- The Washington Times - Sunday, December 27, 2009

GAINESVILLE, Fla. | Urban Meyer shocked college football Saturday by resigning as Florida’s coach after five seasons and two national titles because of health concerns that came to light when he suffered chest pains following the SEC championship game.

The 45-year-old will coach his final game at the Sugar Bowl against Cincinnati on New Year’s Day.

He leaves No. 5 Florida with a 56-10 record that includes a 32-8 mark in league play and a school-record 22-game winning streak that was snapped by Alabama in the SEC title game Dec. 5.

“I have given my heart and soul to coaching college football and mentoring young men for the last 24-plus years and I have dedicated most of my waking moments the last five years to the Gator football program,” Meyer said in a statement. “I have ignored my health for years, but recent developments have forced me to re-evaluate my priorities of faith and family.”

By stepping down, Meyer leaves a program that has become one of the jewels of college football. He has scheduled a news conference in New Orleans on Sunday afternoon.

Meyer consulted with his family, doctors, school president Bernie Machen and athletic director Jeremy Foley before deciding it was in his best interest to focus on his health and family.
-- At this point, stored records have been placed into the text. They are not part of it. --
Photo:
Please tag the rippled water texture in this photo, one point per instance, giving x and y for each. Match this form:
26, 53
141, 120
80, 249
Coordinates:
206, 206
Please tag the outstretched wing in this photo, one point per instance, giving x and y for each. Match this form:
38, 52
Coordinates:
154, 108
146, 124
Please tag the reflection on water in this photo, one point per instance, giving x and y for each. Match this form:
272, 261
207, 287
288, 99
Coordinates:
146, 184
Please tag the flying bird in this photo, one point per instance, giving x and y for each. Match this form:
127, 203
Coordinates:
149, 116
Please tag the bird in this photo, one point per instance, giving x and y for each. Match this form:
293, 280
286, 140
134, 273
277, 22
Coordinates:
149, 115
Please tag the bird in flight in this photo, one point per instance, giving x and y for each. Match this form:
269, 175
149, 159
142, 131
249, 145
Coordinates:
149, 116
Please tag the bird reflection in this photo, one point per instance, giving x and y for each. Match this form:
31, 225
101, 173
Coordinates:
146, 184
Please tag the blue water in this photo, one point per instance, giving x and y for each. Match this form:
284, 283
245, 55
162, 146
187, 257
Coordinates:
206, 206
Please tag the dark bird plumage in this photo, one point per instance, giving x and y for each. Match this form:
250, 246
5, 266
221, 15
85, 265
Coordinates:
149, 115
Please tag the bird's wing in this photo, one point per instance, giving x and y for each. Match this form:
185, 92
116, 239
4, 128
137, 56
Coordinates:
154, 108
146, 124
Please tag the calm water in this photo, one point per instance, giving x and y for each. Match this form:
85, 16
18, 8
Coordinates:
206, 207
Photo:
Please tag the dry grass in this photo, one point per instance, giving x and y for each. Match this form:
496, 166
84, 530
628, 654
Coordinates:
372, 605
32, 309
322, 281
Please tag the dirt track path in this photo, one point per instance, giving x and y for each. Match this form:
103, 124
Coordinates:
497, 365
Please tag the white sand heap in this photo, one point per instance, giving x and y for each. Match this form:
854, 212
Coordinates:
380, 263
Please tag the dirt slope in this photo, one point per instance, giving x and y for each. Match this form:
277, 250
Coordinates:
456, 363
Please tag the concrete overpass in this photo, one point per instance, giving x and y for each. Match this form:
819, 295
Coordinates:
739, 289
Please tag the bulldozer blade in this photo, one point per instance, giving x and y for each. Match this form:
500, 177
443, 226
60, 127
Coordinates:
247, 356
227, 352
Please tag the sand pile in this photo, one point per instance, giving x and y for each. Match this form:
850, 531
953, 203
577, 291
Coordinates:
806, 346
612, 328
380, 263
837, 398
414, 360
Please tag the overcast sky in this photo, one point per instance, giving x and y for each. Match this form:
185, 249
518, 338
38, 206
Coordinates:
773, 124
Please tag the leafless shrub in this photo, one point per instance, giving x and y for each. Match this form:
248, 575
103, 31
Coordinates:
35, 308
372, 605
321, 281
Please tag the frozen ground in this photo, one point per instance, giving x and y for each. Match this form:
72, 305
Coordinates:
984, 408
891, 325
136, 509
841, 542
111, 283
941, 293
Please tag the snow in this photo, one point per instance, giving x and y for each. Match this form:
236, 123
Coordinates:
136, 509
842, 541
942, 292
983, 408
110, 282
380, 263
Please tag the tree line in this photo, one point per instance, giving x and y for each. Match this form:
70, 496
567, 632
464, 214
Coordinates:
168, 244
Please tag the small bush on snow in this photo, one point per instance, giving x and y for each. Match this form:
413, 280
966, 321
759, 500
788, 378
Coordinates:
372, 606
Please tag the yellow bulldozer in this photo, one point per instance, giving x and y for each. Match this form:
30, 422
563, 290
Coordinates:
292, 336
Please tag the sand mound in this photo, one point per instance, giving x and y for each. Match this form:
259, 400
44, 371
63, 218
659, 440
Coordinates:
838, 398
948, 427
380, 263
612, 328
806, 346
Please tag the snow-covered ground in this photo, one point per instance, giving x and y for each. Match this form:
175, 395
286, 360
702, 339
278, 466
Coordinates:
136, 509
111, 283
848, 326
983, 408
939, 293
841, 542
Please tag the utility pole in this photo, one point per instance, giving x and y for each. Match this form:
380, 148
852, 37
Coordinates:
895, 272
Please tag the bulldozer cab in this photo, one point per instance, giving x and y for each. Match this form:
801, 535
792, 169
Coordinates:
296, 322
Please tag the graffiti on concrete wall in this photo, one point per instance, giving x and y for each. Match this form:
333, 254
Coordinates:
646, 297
“Coach Meyer and I have talked this through and I realize how hard this was for him to reach this decision,” Foley said. “But the bottom line is that Coach Meyer needed to make a choice that is in the best interest of his well being and his family. I certainly appreciate what he has meant to the University of Florida, our football program and the Gator Nation. I have never seen anyone more committed to his players, his family and his program. Above all, I appreciate our friendship.”

Although reports quickly surfaced that Meyer was suffering from, among other things, a stroke and a defective heart muscle, a source close to Meyer said they were false. The person spoke on condition of anonymity out of respect for Meyer’s privacy.

“He just had a wake-up call,” the person said. “He got scared and realized he can’t do it anymore. His tank is empty.”

Last month, Sports Illustrated chronicled Meyer’s coaching career and reported that he suffered from persistent headaches caused by an arachnoid cyst that becomes inflamed by stress, rage and excitement.

Meyer told the magazine that since the diagnosis in the early 2000s he has tried to stay composed during games.

News of Meyer’s retirement stunned his peers.

“He is a first-class coach, and the success he’s had is unmatched in our profession, especially over the last five years at Florida,” Alabama’s Nick Saban said. “We hope he is able to regain his health and have the opportunity to coach again in the future.”

“It’s a surprise to everybody,” said Florida State’s Bobby Bowden, who retired Dec. 1 after 34 years. “I hope he’s OK physically because he’s done as great a job at the University of Florida as has been done there, or anywhere else. I admire the way he handles himself and I really like his family. The college coaching profession will really miss him.”

Meyer has a wife and three children - the oldest recently started college at Georgia Tech - and has said repeatedly he would never stay in coaching long enough to match the tenures of Bowden or Penn State’s Joe Paterno. Nonetheless, his tenure will be remembered.

“He leaves a lasting legacy on the field, in the classroom and in the Gainesville community,” Machen said. “I am saddened that Urban is stepping down, but I have deep respect for his decision.”